Elasticsearch: ElasticSearch 1.6 fails to start with an empty/missing fstab

Created on 3 Jul 2015  Â·  27Comments  Â·  Source: elastic/elasticsearch

Hi,

I'm running ES in a FreeBSD jail, so there is no fstab and no mount point visible. And since I upgraded ES to version 1.6, it no longer start because it fails to obtain a lock because "Mount point not found in fstab" (file permissions are ok).

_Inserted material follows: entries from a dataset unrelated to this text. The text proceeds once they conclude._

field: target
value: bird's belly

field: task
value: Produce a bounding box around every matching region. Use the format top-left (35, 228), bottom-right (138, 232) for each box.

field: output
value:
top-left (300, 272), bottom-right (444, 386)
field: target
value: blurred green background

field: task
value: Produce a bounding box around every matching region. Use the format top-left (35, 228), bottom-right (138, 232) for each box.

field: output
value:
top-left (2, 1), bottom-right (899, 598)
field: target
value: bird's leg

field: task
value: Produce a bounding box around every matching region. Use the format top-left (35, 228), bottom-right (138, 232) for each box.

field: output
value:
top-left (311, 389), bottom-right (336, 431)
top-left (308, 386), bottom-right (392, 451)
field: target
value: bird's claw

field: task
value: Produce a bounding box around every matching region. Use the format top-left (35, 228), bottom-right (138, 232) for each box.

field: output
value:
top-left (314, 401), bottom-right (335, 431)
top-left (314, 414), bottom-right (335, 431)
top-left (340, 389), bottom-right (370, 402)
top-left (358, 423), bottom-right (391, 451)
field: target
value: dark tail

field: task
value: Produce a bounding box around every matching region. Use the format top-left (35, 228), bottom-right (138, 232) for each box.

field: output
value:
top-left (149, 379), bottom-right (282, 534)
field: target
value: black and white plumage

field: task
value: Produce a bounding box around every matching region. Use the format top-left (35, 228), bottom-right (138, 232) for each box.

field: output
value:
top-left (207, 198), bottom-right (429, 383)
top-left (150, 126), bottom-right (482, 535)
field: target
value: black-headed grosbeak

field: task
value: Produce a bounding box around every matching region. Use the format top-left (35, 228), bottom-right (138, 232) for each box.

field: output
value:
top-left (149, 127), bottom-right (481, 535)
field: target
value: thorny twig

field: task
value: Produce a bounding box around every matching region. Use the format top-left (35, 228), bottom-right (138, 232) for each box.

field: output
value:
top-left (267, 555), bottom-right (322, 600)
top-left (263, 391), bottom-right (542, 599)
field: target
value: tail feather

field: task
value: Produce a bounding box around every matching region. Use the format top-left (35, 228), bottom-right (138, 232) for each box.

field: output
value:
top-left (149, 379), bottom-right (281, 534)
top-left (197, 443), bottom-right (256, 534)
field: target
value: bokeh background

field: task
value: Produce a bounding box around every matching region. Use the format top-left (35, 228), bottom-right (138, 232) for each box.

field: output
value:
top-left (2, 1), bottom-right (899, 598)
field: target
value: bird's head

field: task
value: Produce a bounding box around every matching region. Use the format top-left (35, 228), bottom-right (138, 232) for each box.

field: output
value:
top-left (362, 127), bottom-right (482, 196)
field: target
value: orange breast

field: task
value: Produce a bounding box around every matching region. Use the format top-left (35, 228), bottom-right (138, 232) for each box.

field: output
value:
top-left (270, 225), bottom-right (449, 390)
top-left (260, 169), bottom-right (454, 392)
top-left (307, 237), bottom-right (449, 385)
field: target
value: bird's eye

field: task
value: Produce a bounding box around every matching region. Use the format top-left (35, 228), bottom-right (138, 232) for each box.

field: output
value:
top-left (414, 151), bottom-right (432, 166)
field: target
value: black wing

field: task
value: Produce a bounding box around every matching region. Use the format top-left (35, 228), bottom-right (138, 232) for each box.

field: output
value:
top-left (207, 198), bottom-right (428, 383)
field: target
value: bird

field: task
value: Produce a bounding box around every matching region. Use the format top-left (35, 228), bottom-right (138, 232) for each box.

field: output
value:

[2015-07-03 12:22:10,088][INFO ][node                     ] [Awesome Android] version[1.6.0], pid[42071], build[cdd3ac4/2015-06-09T13:36:34Z]
[2015-07-03 12:22:10,088][INFO ][node                     ] [Awesome Android] initializing ...
[2015-07-03 12:22:10,092][INFO ][plugins                  ] [Awesome Android] loaded [], sites []
[2015-07-03 12:22:10,133][ERROR][bootstrap                ] Exception
org.elasticsearch.ElasticsearchIllegalStateException: Failed to obtain node lock, is the following location writable?: [/var/db/elasticsearch/mon]
        at org.elasticsearch.env.NodeEnvironment.<init>(NodeEnvironment.java:158)
        at org.elasticsearch.node.internal.InternalNode.<init>(InternalNode.java:162)
        at org.elasticsearch.node.NodeBuilder.build(NodeBuilder.java:159)
        at org.elasticsearch.bootstrap.Bootstrap.setup(Bootstrap.java:77)
        at org.elasticsearch.bootstrap.Bootstrap.main(Bootstrap.java:245)
        at org.elasticsearch.bootstrap.Elasticsearch.main(Elasticsearch.java:32)
Caused by: java.io.IOException: failed to obtain lock on /var/db/elasticsearch/mon/nodes/49
        at org.elasticsearch.env.NodeEnvironment.<init>(NodeEnvironment.java:145)
        ... 5 more
Caused by: java.io.IOException: Mount point not found in fstab
        at sun.nio.fs.BsdFileStore.findMountEntry(BsdFileStore.java:86)
        at sun.nio.fs.UnixFileStore.<init>(UnixFileStore.java:65)
        at sun.nio.fs.BsdFileStore.<init>(BsdFileStore.java:40)
        at sun.nio.fs.BsdFileSystemProvider.getFileStore(BsdFileSystemProvider.java:53)
        at sun.nio.fs.BsdFileSystemProvider.getFileStore(BsdFileSystemProvider.java:37)
        at sun.nio.fs.UnixFileSystemProvider.getFileStore(UnixFileSystemProvider.java:368)
        at java.nio.file.Files.getFileStore(Files.java:1413)
        at org.elasticsearch.env.NodeEnvironment.getFileStore(NodeEnvironment.java:256)
        at org.elasticsearch.env.NodeEnvironment.access$000(NodeEnvironment.java:62)
        at org.elasticsearch.env.NodeEnvironment$NodePath.<init>(NodeEnvironment.java:75)
        at org.elasticsearch.env.NodeEnvironment.<init>(NodeEnvironment.java:134)
        ... 5 more

Why does it even need to access /etc/fstab just to obtain a lock?

:CorInfrCore

Most helpful comment

Moving the directory I chroot, creating an empty dir where it was and mounting the new location to the old with mount -o bind, I can get elasticsearch to start. Tell me again why you need elasticsearch's root to be its own filesystem? Surely if the rest of the world can lock files without it, elasticsearch can manage? Why add so much magic when it will only break things?

All 27 comments

It looks up the type of filesystem I think to determine whether it is an SSD or not, as that changes the default number of merge threads.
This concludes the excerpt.